I agree totally that Wagner was a despicable human being. Apart from his racism, he was vain, self-important, an inveterate scrounger and philanderer, as well as treating friends and lovers appallingly (his implacable hatchet job on the character of his benefactor Meyerbeer stands as one the nastier examples of ingratitude). But does this mean that we shouldn’t play his music? If you accept that argument, we should burn the paintings of Caravaggio (a serial brawler and a murderer), the poetry of Byron (at least Wagner’s equal in the philandering stakes) - I could list dozens of great works of art and literature created by unpleasant people. My general view is that a work of art should stand separately from the character of its creator, especially when we are viewing it centuries after his death.
Similarly, one can’t deny that Wagner’s works were a source of great delight and inspiration to Hitler. But the same reductio ad absurdum holds: I’m not prepared to ban the entirety of pre-1939 American cinema because Stalin was a major movie buff whose politburo sessions were built around showings in his private cinema, or to ban the study of Das Kapital because Stalin and Mao (both bigger mass murderers than Hitler) drew their inspiration from Marx (or, at least, purported to). Where would such an attitude end? Ban the bible because it inspired mass murder in the crusades? The Koran because of its inspiration of the Islamic mediaeval conquests?

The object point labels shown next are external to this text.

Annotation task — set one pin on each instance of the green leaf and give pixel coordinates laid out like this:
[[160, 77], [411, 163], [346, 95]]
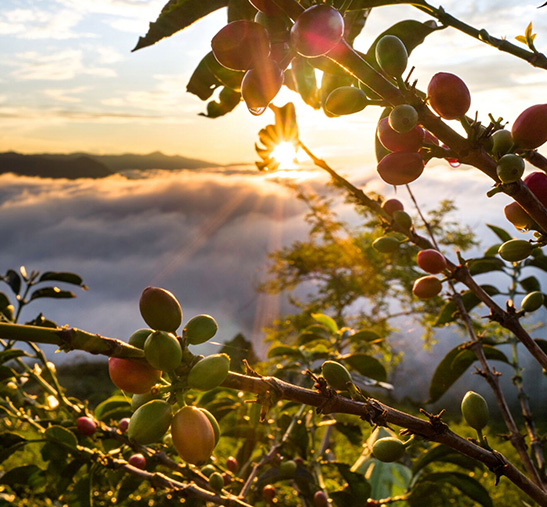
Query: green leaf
[[327, 321], [500, 233], [175, 16], [454, 365], [51, 292], [366, 365], [60, 435], [71, 278]]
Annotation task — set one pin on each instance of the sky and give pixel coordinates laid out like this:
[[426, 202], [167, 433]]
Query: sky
[[69, 82]]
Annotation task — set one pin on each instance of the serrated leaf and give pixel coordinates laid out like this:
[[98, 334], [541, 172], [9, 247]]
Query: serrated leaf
[[51, 292], [366, 365], [175, 16], [327, 321], [59, 276], [60, 435], [454, 365], [500, 233]]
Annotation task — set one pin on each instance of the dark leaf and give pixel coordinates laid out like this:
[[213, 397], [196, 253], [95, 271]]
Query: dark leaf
[[51, 292], [175, 16], [454, 365]]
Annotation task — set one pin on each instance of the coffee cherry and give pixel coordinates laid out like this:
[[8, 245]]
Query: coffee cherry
[[427, 287], [517, 216], [386, 244], [320, 499], [209, 372], [395, 141], [232, 464], [163, 351], [530, 128], [515, 250], [431, 261], [403, 118], [193, 435], [388, 449], [317, 30], [216, 481], [510, 168], [137, 460], [261, 84], [241, 45], [86, 426], [391, 55], [392, 205], [160, 309], [336, 375], [132, 376], [537, 183], [448, 95], [401, 168], [532, 302], [268, 492], [150, 422], [502, 142], [346, 100], [475, 410], [138, 338]]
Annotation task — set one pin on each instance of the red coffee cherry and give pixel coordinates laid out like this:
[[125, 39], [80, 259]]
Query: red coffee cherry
[[431, 261], [448, 95], [86, 426], [261, 84], [530, 128], [241, 45], [427, 287], [317, 30], [138, 461], [132, 376], [401, 168], [395, 141]]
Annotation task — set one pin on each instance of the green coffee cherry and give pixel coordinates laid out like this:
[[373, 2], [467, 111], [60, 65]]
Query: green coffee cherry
[[403, 118], [216, 481], [515, 250], [388, 449], [532, 302], [391, 55], [510, 168], [336, 375], [150, 422], [200, 329], [163, 351], [138, 338], [210, 372], [386, 244], [475, 410]]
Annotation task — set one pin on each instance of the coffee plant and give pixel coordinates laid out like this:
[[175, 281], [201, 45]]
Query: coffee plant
[[301, 427]]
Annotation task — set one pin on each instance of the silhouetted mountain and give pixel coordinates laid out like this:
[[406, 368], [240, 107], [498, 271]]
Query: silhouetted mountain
[[68, 166]]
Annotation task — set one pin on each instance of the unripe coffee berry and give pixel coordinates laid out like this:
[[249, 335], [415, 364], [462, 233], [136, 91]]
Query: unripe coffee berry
[[475, 410], [403, 118], [448, 95], [510, 168], [388, 449]]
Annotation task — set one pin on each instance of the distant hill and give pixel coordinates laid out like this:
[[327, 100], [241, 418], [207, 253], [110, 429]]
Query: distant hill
[[85, 165]]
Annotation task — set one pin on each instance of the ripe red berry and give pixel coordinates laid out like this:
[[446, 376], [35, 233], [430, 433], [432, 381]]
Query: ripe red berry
[[395, 141], [241, 45], [401, 168], [448, 95], [138, 461], [317, 30], [530, 128], [86, 426], [431, 261]]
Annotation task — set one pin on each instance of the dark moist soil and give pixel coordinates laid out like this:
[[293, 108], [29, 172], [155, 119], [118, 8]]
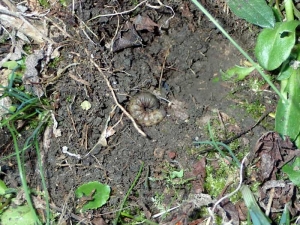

For me, the third argument carries more weight, with some of the operas more than others. Parsifal is undoubtedly an opera which glorifies the concept of racial purity; Lohengrin plays to German imperialism - in a way, incidentally, that is historically so off the mark as to be embarrassing. The Ring, to me, is more confused: its musical architecture may be magnificently coherent, but the political and philosophical allegories are so scattered and inconsistent as to make it hard to discern a weighty message of any real importance. The casually racist (presumably anti-semitic) portrayal of the Nibelungs is depressing but hardly untypical of literature over the centuries.